“Cristiani e musulmani insieme”, questo è il titolo del Convegno organizzato dai missionari d’Africa e dal Pontificio Istituto di Studi Arabi e Islamistica, ieri a Roma. Mons. Claude Rault, vescovo a Laghouat in Algeria, ha reso la sua testimonianza presentando il suo libro “Il deserto è la mia cattedrale”. Alessandro Filippelli lo ha intervistato:
R. – Je crois que nous pouvons collaborer de toutes nos forces…
Credo che possiamo collaborare con tutte le nostre
forze, cristiani e musulmani, per il meglio di questa umanità plurale. E’ quello che
cerchiamo di fare ed è ciò che anche i nostri partner musulmani ci aiutano a fare
e che possiamo fare insieme. Credo sia sempre possibile e sia importante per il futuro
della nostra umanità che le buone volontà cristiane e musulmane, e di altri, possano
mettere insieme le loro forze per fermare la guerra, per un mondo più pacifico, per
un rispetto più grande delle persone. E noi siamo fortemente impegnati in questo senso,
con questa dimensione, che io chiamo “verticale”, di relazione con Dio che ci dona
la forza per costruire, con il suo aiuto, questo mondo più fraterno e umano.

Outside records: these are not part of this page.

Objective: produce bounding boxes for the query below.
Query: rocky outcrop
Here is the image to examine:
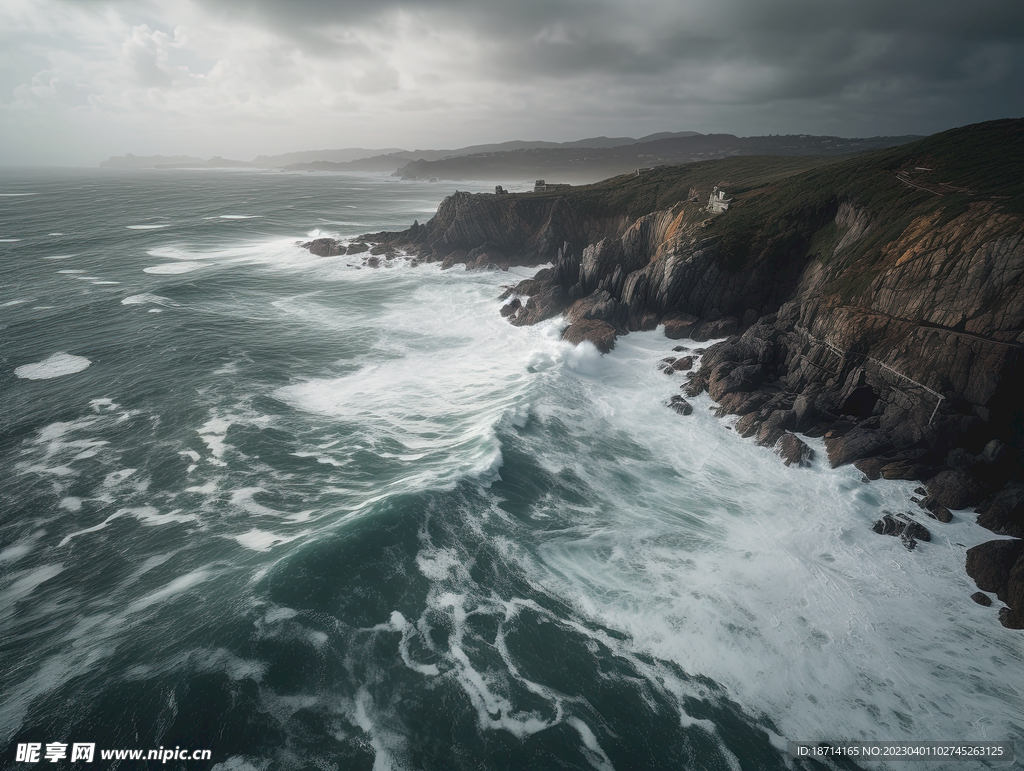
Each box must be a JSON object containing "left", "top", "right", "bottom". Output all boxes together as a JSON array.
[{"left": 352, "top": 120, "right": 1024, "bottom": 618}]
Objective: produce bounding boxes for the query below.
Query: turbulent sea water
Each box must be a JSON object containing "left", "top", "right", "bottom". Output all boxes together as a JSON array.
[{"left": 0, "top": 170, "right": 1024, "bottom": 771}]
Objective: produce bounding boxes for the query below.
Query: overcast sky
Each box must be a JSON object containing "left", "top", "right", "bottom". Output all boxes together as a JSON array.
[{"left": 0, "top": 0, "right": 1024, "bottom": 165}]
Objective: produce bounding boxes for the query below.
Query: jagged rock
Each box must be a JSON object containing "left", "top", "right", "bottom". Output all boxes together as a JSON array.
[
  {"left": 871, "top": 513, "right": 932, "bottom": 550},
  {"left": 672, "top": 356, "right": 693, "bottom": 372},
  {"left": 840, "top": 382, "right": 879, "bottom": 418},
  {"left": 663, "top": 313, "right": 707, "bottom": 340},
  {"left": 775, "top": 431, "right": 814, "bottom": 466},
  {"left": 967, "top": 541, "right": 1024, "bottom": 610},
  {"left": 976, "top": 483, "right": 1024, "bottom": 539},
  {"left": 512, "top": 284, "right": 565, "bottom": 327},
  {"left": 880, "top": 460, "right": 934, "bottom": 481},
  {"left": 999, "top": 607, "right": 1024, "bottom": 629},
  {"left": 793, "top": 393, "right": 821, "bottom": 431},
  {"left": 708, "top": 365, "right": 765, "bottom": 401},
  {"left": 716, "top": 391, "right": 770, "bottom": 418},
  {"left": 562, "top": 318, "right": 615, "bottom": 353},
  {"left": 565, "top": 290, "right": 626, "bottom": 329},
  {"left": 736, "top": 413, "right": 761, "bottom": 437},
  {"left": 927, "top": 469, "right": 988, "bottom": 509},
  {"left": 978, "top": 439, "right": 1009, "bottom": 464},
  {"left": 690, "top": 316, "right": 739, "bottom": 343},
  {"left": 301, "top": 239, "right": 345, "bottom": 257},
  {"left": 946, "top": 447, "right": 975, "bottom": 469},
  {"left": 669, "top": 393, "right": 693, "bottom": 415},
  {"left": 501, "top": 297, "right": 522, "bottom": 318},
  {"left": 825, "top": 427, "right": 894, "bottom": 469},
  {"left": 918, "top": 496, "right": 953, "bottom": 523},
  {"left": 853, "top": 458, "right": 882, "bottom": 481},
  {"left": 757, "top": 410, "right": 794, "bottom": 447}
]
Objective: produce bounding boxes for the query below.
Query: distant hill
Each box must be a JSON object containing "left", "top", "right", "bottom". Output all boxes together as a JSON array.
[
  {"left": 389, "top": 132, "right": 921, "bottom": 184},
  {"left": 99, "top": 131, "right": 919, "bottom": 177},
  {"left": 99, "top": 153, "right": 206, "bottom": 169}
]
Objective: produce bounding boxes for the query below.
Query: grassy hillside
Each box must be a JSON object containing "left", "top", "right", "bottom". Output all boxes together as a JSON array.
[{"left": 516, "top": 119, "right": 1024, "bottom": 286}]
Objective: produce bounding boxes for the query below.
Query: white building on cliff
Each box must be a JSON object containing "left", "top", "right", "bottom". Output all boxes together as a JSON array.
[{"left": 708, "top": 186, "right": 732, "bottom": 214}]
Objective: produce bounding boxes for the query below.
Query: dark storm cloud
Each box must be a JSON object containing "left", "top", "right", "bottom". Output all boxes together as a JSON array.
[{"left": 188, "top": 0, "right": 1024, "bottom": 118}]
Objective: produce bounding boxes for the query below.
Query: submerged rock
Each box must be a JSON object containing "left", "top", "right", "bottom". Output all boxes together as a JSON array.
[
  {"left": 871, "top": 513, "right": 932, "bottom": 550},
  {"left": 562, "top": 318, "right": 615, "bottom": 353},
  {"left": 501, "top": 297, "right": 522, "bottom": 318},
  {"left": 967, "top": 540, "right": 1024, "bottom": 629},
  {"left": 301, "top": 239, "right": 346, "bottom": 257},
  {"left": 669, "top": 393, "right": 693, "bottom": 415},
  {"left": 775, "top": 431, "right": 814, "bottom": 466}
]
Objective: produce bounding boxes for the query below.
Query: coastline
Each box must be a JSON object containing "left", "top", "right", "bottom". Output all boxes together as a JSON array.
[{"left": 317, "top": 120, "right": 1024, "bottom": 629}]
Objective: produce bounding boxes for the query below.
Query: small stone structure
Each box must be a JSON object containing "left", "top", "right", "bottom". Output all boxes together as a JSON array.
[
  {"left": 534, "top": 179, "right": 572, "bottom": 192},
  {"left": 708, "top": 186, "right": 732, "bottom": 214}
]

D. – La diocesi di Laghouat nel Sahara, in Algeria, ha circa tre milioni e mezzo di abitanti, ma sono pochi i cristiani. Qual è la sua missione come vescovo?
R. – Pour moi comme évêque, je me situe d’abord en tant que chrétien….
Come vescovo e prima di tutto come cristiano sono
anche inviato al mondo musulmano: ho lavorato tanti anni con i musulmani e da vescovo
adesso cerco di unire tutte queste 12 comunità che sono presenti nelle diocesi. Sono
un vescovo “nomade” e dico spesso che il vescovado è il luogo della mia assenza. La
sede episcopale del vescovo è il sedile di una macchina: devo andare a visitare le
comunità e si tratta di lunghe distanze, non posso chiedere ai membri delle diocesi
di venire da me nel mio ufficio. Allo stesso tempo, questo mi permette di incontrare
regolarmente algerini e musulmani che sono amici di queste comunità.
D. – Gli anni Novanta sono stati anni difficili per l’Algeria. Adesso qual è la differenza tra quell'epoca e quello che si vive oggi?
R. – C’est une très grande difference…
E’ una differenza molto grande. Il popolo algerino
ha molto sofferto per dieci anni, ci sono state quasi 150 mila vittime del terrorismo
e della violenza, quindi è stato necessario che questo popolo e queste famiglie potessero
pensare a guarire. Penso che viviamo attualmente una pace che non ha niente a che
vedere con questi anni che abbiamo vissuto. Credo sia un po’ per questo motivo che
l’Algeria non voglia farsi coinvolgere dalla guerra che si vive nei Paesi vicini e
scelga sempre come priorità il dialogo politico, con chiunque sia. Personalmente,
mi hanno chiesto a volte se in questo Paese avessi paura per la mia sicurezza… Non
penso mai alla mia sicurezza.
D. – Quanto è importante la condivisione del progetto Le Ribat es-Salam, ovvero il Vincolo della pace?
R. – Je pense que ce que le frère Christian disait…
Penso a che frère Christian de Chergé diceva: “Si
trova l’altro solo al livello in cui lo si cerca”. Dunque, se cerchiamo l’altro al
suo livello spirituale questo può essere simbolicamente anche un appello ai credenti
del mondo a cercarsi più a livello della loro umanità, che è un livello spirituale.